Your employer would be required, in fact, to cover additional services that might offend your deepest moral beliefs. And that remains the case today, despite last Friday’s much ballyhooed but hollow “compromise” by the president.
Most media coverage of the rule requiring religious institutions to offer contraception coverage has focused exclusively on objections of the Catholic Church. To some extent this is natural, given the church’s size. But it’s also convenient, since the church’s far-reaching opposition to artificial contraception is considered puzzling and impractical by most Americans — including, it seems, by the many Catholics who ignore it.
Yet this selective focus overlooks the fact that the administration’s rule also offends religious outfits that have no problem with contraception per se. In late December, for example, Colorado Christian University in Lakewood became the second institution in the nation to file suit over the rule, not because the school objects to artificial birth control but because it objects to abortion.
As the university notes in a lawsuit prepared by The Becket Fund for Religious Liberty, it has barred similar coverage in the past. Indeed, “when Colorado Christian was earlier informed that its insurance carrier had unilaterally included coverage for abortion in its insurance plan, it immediately required the insurance carrier to terminate that coverage.”
And yet the Obamacare mandate requires the school to cover Plan B and Ella (the “morning-after” and “week-after” pills), which prevent the implantation of a fertilized egg. “The university has a sincere religious objection to providing coverage for Plan B and Ella since it believes … the prevention by artificial means of the implantation of a human embryo to be an abortion,” the suit says.
The administration argues these drugs do not induce abortions, but as the Becket Fund observes, “The White House’s beliefs about when abortion can occur are irrelevant — most Christian denominations … believe that taking drugs to prevent implantation is an immoral abortion.”
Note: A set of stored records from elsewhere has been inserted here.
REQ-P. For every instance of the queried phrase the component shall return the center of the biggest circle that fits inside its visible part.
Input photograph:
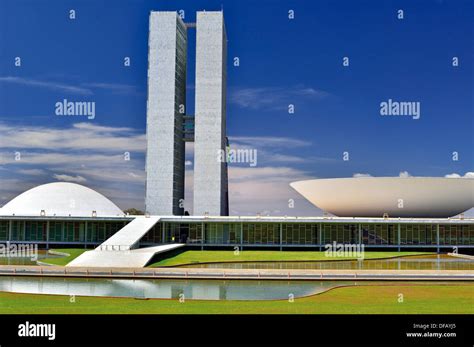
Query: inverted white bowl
(429, 197)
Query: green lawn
(73, 253)
(378, 299)
(195, 257)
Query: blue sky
(282, 62)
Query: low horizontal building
(70, 214)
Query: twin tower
(168, 125)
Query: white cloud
(80, 88)
(47, 84)
(456, 175)
(79, 136)
(361, 175)
(273, 97)
(267, 141)
(33, 172)
(68, 178)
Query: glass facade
(59, 231)
(246, 233)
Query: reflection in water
(168, 289)
(26, 260)
(430, 262)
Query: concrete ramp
(120, 249)
(127, 238)
(124, 258)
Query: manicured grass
(73, 253)
(378, 299)
(195, 257)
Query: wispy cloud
(79, 136)
(268, 141)
(87, 88)
(72, 89)
(69, 178)
(456, 175)
(274, 97)
(361, 175)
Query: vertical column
(399, 235)
(437, 238)
(281, 236)
(203, 241)
(360, 233)
(242, 235)
(165, 109)
(62, 231)
(85, 235)
(210, 167)
(47, 234)
(10, 227)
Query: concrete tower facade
(210, 173)
(167, 55)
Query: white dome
(61, 199)
(398, 196)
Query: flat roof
(255, 219)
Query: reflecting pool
(424, 262)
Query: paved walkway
(200, 273)
(127, 238)
(134, 258)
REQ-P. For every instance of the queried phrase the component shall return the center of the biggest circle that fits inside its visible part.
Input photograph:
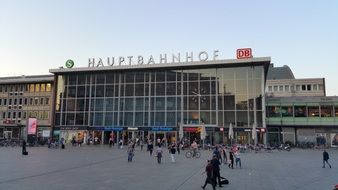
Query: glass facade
(161, 98)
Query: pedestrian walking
(121, 144)
(159, 152)
(216, 170)
(151, 147)
(130, 152)
(231, 156)
(238, 159)
(326, 158)
(172, 151)
(178, 148)
(24, 144)
(110, 142)
(225, 157)
(210, 177)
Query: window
(313, 111)
(31, 88)
(300, 111)
(37, 87)
(297, 87)
(281, 88)
(287, 111)
(269, 88)
(321, 87)
(48, 87)
(43, 87)
(273, 111)
(303, 87)
(326, 111)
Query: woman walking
(159, 152)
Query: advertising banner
(32, 126)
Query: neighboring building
(302, 119)
(155, 100)
(282, 83)
(21, 98)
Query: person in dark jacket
(231, 156)
(210, 176)
(326, 158)
(24, 146)
(216, 170)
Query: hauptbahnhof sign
(162, 58)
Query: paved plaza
(98, 167)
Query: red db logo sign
(244, 53)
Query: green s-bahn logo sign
(69, 63)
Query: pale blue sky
(38, 35)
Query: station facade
(151, 101)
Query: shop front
(78, 133)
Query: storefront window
(300, 111)
(273, 111)
(326, 111)
(313, 111)
(287, 111)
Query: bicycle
(192, 153)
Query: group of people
(212, 169)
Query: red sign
(244, 53)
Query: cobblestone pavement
(101, 168)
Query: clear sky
(38, 35)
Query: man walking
(210, 176)
(326, 158)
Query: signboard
(45, 133)
(334, 140)
(244, 53)
(162, 129)
(190, 129)
(32, 126)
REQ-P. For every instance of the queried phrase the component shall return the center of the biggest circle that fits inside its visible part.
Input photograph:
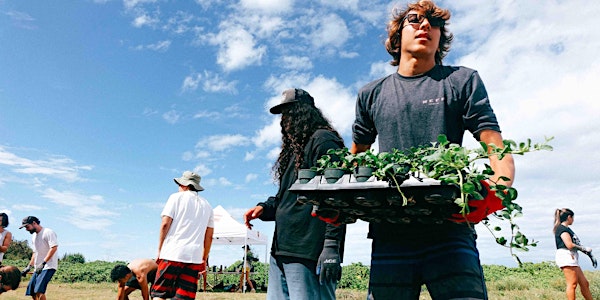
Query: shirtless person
(136, 275)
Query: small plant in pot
(364, 163)
(334, 164)
(305, 175)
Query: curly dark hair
(4, 218)
(11, 276)
(118, 272)
(394, 28)
(299, 121)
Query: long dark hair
(4, 220)
(11, 276)
(561, 215)
(394, 28)
(299, 121)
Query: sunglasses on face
(416, 19)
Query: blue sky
(103, 103)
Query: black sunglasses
(418, 19)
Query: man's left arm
(142, 279)
(504, 167)
(165, 225)
(208, 235)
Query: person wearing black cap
(5, 235)
(10, 278)
(44, 259)
(410, 108)
(184, 241)
(306, 252)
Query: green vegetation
(530, 281)
(455, 165)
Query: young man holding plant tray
(410, 108)
(306, 252)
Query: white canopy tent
(228, 231)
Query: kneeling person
(136, 275)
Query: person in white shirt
(184, 242)
(44, 259)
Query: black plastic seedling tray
(429, 202)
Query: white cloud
(171, 116)
(237, 48)
(202, 170)
(222, 142)
(268, 6)
(144, 20)
(211, 82)
(161, 46)
(129, 4)
(85, 211)
(299, 63)
(331, 30)
(56, 166)
(251, 177)
(207, 115)
(269, 135)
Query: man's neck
(412, 66)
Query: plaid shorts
(176, 280)
(448, 265)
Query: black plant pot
(305, 175)
(362, 174)
(332, 175)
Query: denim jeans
(448, 264)
(297, 282)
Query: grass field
(509, 289)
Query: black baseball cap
(292, 96)
(29, 220)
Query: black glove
(39, 268)
(328, 265)
(25, 271)
(594, 261)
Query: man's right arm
(165, 225)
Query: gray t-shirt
(407, 112)
(412, 111)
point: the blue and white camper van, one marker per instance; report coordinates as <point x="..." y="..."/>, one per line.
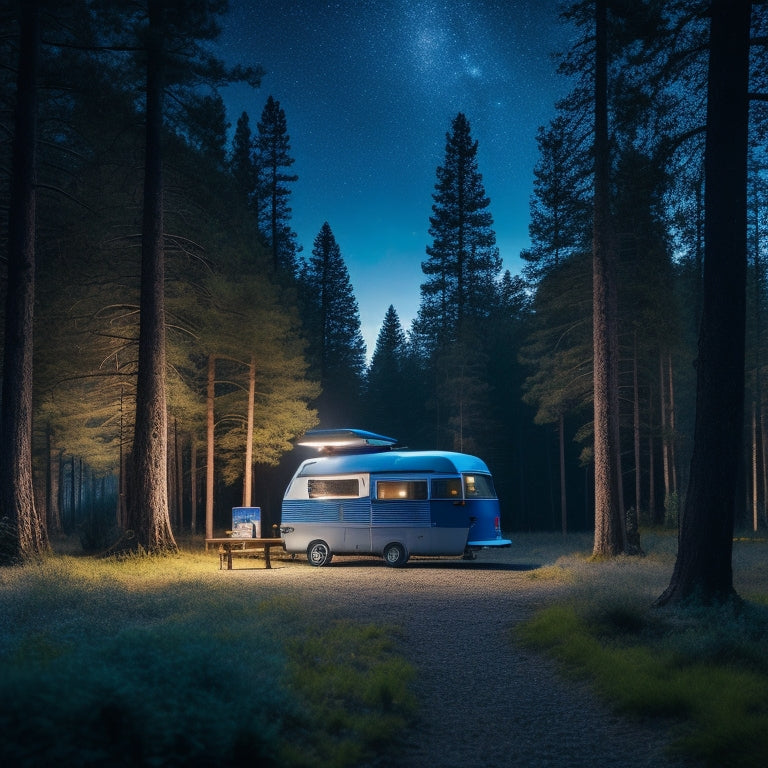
<point x="362" y="497"/>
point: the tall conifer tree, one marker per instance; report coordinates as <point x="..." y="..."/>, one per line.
<point x="463" y="261"/>
<point x="337" y="349"/>
<point x="273" y="146"/>
<point x="386" y="395"/>
<point x="241" y="163"/>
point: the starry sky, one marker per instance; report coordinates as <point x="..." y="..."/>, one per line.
<point x="369" y="89"/>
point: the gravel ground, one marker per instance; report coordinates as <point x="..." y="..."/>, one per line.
<point x="484" y="701"/>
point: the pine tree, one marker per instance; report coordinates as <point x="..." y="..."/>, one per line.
<point x="273" y="145"/>
<point x="241" y="160"/>
<point x="332" y="320"/>
<point x="386" y="394"/>
<point x="20" y="520"/>
<point x="463" y="261"/>
<point x="559" y="207"/>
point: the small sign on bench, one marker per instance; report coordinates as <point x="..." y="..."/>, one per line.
<point x="246" y="522"/>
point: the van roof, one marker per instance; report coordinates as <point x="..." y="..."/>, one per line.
<point x="445" y="462"/>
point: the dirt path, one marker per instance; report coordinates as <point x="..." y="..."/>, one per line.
<point x="485" y="702"/>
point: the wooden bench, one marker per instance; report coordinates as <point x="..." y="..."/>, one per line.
<point x="230" y="546"/>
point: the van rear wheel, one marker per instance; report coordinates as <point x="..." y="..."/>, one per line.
<point x="319" y="553"/>
<point x="395" y="555"/>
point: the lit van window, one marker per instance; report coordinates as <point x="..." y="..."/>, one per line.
<point x="346" y="488"/>
<point x="446" y="488"/>
<point x="401" y="489"/>
<point x="479" y="487"/>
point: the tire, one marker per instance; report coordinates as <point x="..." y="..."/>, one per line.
<point x="395" y="555"/>
<point x="319" y="553"/>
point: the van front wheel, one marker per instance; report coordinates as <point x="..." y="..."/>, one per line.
<point x="395" y="555"/>
<point x="319" y="553"/>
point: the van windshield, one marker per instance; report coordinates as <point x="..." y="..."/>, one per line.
<point x="478" y="487"/>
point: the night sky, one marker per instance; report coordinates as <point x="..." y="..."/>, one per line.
<point x="369" y="89"/>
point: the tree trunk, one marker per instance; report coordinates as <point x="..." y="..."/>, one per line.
<point x="17" y="499"/>
<point x="193" y="483"/>
<point x="563" y="494"/>
<point x="248" y="469"/>
<point x="149" y="515"/>
<point x="672" y="426"/>
<point x="664" y="440"/>
<point x="610" y="531"/>
<point x="209" y="441"/>
<point x="703" y="568"/>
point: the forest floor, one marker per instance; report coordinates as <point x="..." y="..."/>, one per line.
<point x="485" y="701"/>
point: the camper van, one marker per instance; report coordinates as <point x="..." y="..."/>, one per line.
<point x="360" y="496"/>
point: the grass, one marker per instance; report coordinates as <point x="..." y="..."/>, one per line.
<point x="151" y="661"/>
<point x="703" y="672"/>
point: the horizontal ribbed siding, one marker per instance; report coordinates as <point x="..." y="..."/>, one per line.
<point x="332" y="511"/>
<point x="401" y="513"/>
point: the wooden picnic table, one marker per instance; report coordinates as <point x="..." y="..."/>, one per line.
<point x="230" y="545"/>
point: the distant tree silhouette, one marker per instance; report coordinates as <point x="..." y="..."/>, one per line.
<point x="25" y="532"/>
<point x="273" y="145"/>
<point x="387" y="392"/>
<point x="241" y="163"/>
<point x="171" y="28"/>
<point x="458" y="296"/>
<point x="463" y="261"/>
<point x="332" y="321"/>
<point x="703" y="567"/>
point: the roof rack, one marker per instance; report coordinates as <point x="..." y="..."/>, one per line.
<point x="334" y="441"/>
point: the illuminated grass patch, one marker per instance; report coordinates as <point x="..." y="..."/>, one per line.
<point x="156" y="662"/>
<point x="705" y="674"/>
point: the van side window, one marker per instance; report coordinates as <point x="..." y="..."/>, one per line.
<point x="446" y="488"/>
<point x="345" y="488"/>
<point x="401" y="489"/>
<point x="479" y="487"/>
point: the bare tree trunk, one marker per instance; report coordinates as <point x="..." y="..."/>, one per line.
<point x="664" y="436"/>
<point x="563" y="493"/>
<point x="193" y="483"/>
<point x="703" y="568"/>
<point x="17" y="498"/>
<point x="179" y="477"/>
<point x="651" y="464"/>
<point x="209" y="440"/>
<point x="755" y="475"/>
<point x="672" y="426"/>
<point x="149" y="501"/>
<point x="53" y="511"/>
<point x="248" y="469"/>
<point x="610" y="530"/>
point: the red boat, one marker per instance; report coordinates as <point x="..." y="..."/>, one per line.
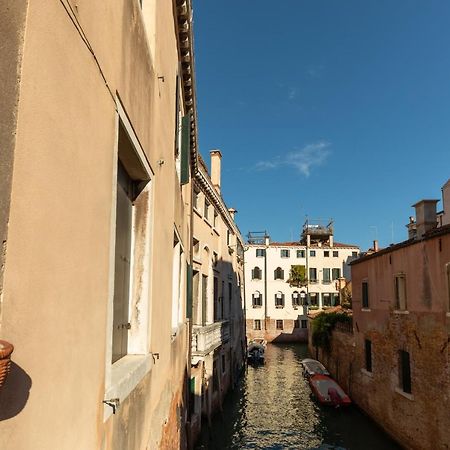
<point x="328" y="392"/>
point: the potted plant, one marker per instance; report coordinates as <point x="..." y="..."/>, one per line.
<point x="5" y="360"/>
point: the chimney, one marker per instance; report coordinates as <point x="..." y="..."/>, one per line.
<point x="375" y="245"/>
<point x="412" y="231"/>
<point x="425" y="216"/>
<point x="232" y="212"/>
<point x="216" y="158"/>
<point x="446" y="203"/>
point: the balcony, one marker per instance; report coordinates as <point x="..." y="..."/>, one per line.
<point x="206" y="339"/>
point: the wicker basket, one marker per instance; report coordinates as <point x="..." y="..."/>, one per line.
<point x="5" y="360"/>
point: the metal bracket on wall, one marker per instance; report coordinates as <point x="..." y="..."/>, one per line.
<point x="114" y="403"/>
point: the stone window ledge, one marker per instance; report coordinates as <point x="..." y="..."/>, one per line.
<point x="404" y="394"/>
<point x="126" y="374"/>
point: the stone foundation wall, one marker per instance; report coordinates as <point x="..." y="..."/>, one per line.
<point x="272" y="334"/>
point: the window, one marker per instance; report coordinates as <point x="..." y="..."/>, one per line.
<point x="365" y="294"/>
<point x="195" y="244"/>
<point x="132" y="178"/>
<point x="400" y="291"/>
<point x="223" y="364"/>
<point x="196" y="198"/>
<point x="256" y="273"/>
<point x="295" y="299"/>
<point x="335" y="299"/>
<point x="335" y="273"/>
<point x="326" y="299"/>
<point x="279" y="300"/>
<point x="404" y="371"/>
<point x="257" y="299"/>
<point x="278" y="274"/>
<point x="313" y="299"/>
<point x="206" y="212"/>
<point x="178" y="270"/>
<point x="448" y="283"/>
<point x="260" y="252"/>
<point x="368" y="354"/>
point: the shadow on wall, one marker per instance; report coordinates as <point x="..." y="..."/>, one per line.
<point x="14" y="393"/>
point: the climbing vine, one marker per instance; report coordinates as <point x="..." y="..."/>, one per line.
<point x="322" y="326"/>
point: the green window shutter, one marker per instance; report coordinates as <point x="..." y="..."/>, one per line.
<point x="189" y="292"/>
<point x="185" y="147"/>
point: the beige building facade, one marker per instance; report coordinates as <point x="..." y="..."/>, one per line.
<point x="98" y="125"/>
<point x="276" y="307"/>
<point x="218" y="336"/>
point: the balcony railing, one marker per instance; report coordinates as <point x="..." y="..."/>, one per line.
<point x="207" y="338"/>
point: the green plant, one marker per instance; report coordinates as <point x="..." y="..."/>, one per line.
<point x="322" y="326"/>
<point x="297" y="276"/>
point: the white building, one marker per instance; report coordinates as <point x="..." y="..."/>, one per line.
<point x="277" y="306"/>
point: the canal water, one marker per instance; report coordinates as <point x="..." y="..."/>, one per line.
<point x="272" y="408"/>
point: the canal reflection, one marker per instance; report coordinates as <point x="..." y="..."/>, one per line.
<point x="272" y="409"/>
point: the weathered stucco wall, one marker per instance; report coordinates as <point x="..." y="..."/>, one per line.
<point x="57" y="281"/>
<point x="12" y="30"/>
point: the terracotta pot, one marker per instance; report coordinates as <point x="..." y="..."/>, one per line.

No doubt that’s why the National Association of Evangelicals, the Council of Christian Colleges and Universities and other groups also oppose the mandate as a violation of religious freedom. So does the Union of Orthodox Jewish Congregations of America, for that matter.
Last week’s “compromise” supposedly exempts religious organizations from having to pay for such coverage (it will be provided “free” by the insurer, you see) or from informing employees of the coverage. That will be the insurer’s duty.
But as a multidenominational group of scholars led by law professors at Harvard, Princeton and Notre Dame retorted in a statement Tuesday, “It does not matter who explains the terms of the policy … What matters is what services the policy covers. … It is an insult to the intelligence of Catholics, Protestants, Eastern Orthodox Christians, Jews, Muslims, and other people of faith and conscience to imagine that they will accept an assault on their religious liberty if only it is covered up by a cheap accounting trick.”
So is Colorado Christian placated by Obama’s move? Hardly. “It’s a distinction without a difference,” CCU President Bill Armstrong told me, insisting the mandate should offend all Americans who believe in freedom of conscience, from church-goer to agnostic.
“Anyone who is a freedom-lover has a stake in the outcome.”